Psychiatrist Chris Heath, member of the American Psychoanalytic Association, adds that the “familiar” element of creepiness isn’t just something we’re acquainted with, but a familiar repressed childhood feeling. “Things are creepy when they invoke memories of a time when we believed this thing to be true,” he says. “For instance, magic or the undead.” Our reaction to clowns is so strong, he argues, because they remind us of our now-repressed childhood belief that clowns—with their big feet and honking noses—are real, ridiculous people, rather than men in over-the-top dress up.

Crucially, Freud believed that our reaction to creepiness was a primitive fight or flight response, rather than a rational reaction. When you see something creepy, “you do the double take even before you know why you do the double take,” says Schlozman.
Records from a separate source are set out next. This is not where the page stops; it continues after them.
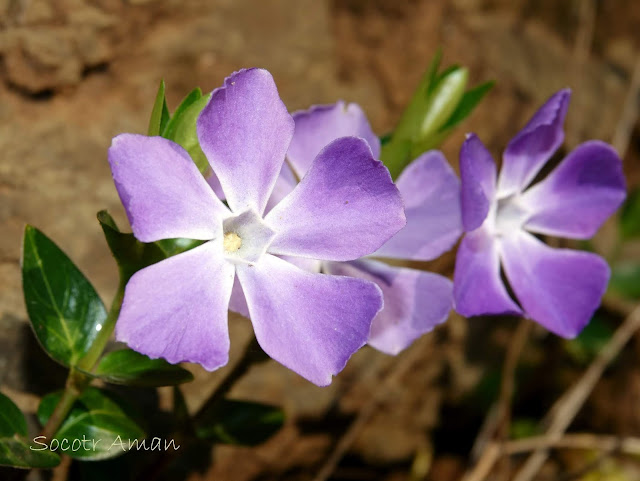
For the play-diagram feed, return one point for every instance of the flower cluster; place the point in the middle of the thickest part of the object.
(300, 246)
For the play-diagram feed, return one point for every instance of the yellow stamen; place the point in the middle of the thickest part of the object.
(232, 242)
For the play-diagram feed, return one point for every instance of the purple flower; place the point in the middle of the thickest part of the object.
(346, 207)
(414, 301)
(559, 288)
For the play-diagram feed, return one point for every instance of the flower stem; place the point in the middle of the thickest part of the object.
(77, 380)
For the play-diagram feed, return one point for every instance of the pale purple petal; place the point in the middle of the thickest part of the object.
(414, 301)
(344, 208)
(214, 183)
(321, 125)
(245, 131)
(177, 309)
(534, 145)
(558, 288)
(478, 182)
(311, 323)
(477, 286)
(430, 190)
(238, 302)
(284, 185)
(579, 195)
(162, 191)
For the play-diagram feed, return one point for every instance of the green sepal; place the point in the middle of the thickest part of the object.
(239, 422)
(469, 101)
(131, 368)
(15, 450)
(130, 254)
(160, 114)
(99, 425)
(182, 129)
(65, 311)
(630, 216)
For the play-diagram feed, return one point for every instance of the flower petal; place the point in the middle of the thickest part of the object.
(311, 323)
(177, 309)
(559, 288)
(534, 145)
(321, 125)
(414, 301)
(478, 182)
(245, 131)
(430, 190)
(284, 185)
(162, 191)
(344, 208)
(579, 195)
(477, 286)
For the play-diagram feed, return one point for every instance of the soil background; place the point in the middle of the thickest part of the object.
(74, 73)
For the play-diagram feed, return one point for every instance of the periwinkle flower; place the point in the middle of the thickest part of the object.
(559, 288)
(345, 207)
(414, 301)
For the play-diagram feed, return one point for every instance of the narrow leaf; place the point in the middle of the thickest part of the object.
(134, 369)
(160, 114)
(64, 308)
(630, 216)
(191, 97)
(468, 102)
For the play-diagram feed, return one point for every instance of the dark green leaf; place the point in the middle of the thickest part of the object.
(134, 369)
(590, 341)
(14, 450)
(20, 454)
(171, 247)
(131, 255)
(630, 216)
(64, 308)
(97, 427)
(625, 280)
(240, 422)
(160, 114)
(11, 419)
(468, 102)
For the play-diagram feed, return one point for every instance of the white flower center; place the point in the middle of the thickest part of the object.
(246, 237)
(510, 216)
(232, 242)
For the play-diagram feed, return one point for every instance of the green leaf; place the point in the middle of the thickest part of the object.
(160, 114)
(20, 454)
(64, 308)
(239, 422)
(131, 255)
(590, 341)
(134, 369)
(14, 449)
(630, 216)
(97, 427)
(11, 419)
(468, 102)
(625, 280)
Though Freud’s precise definition of the unconscious is still disputed, Scholzman notes that neuroscience fMRI studies have shown that our reaction to creepy objects takes place in lower brain functions before reaching higher brain functions, showing that this is indeed a highly visceral response. And studies show we do have that instinctive creepy reaction to images that blurs the line between human and distorted—things that are almost familiar, but not quite.

Of course, Freud’s theories on repression are very much disputed. But he was right to note that the uncanny is closely linked to the familiar, and that our response is instinctive. A phobia of clowns may not be rational but, as Freud argued, many of our most powerful instincts are driven by our unconscious.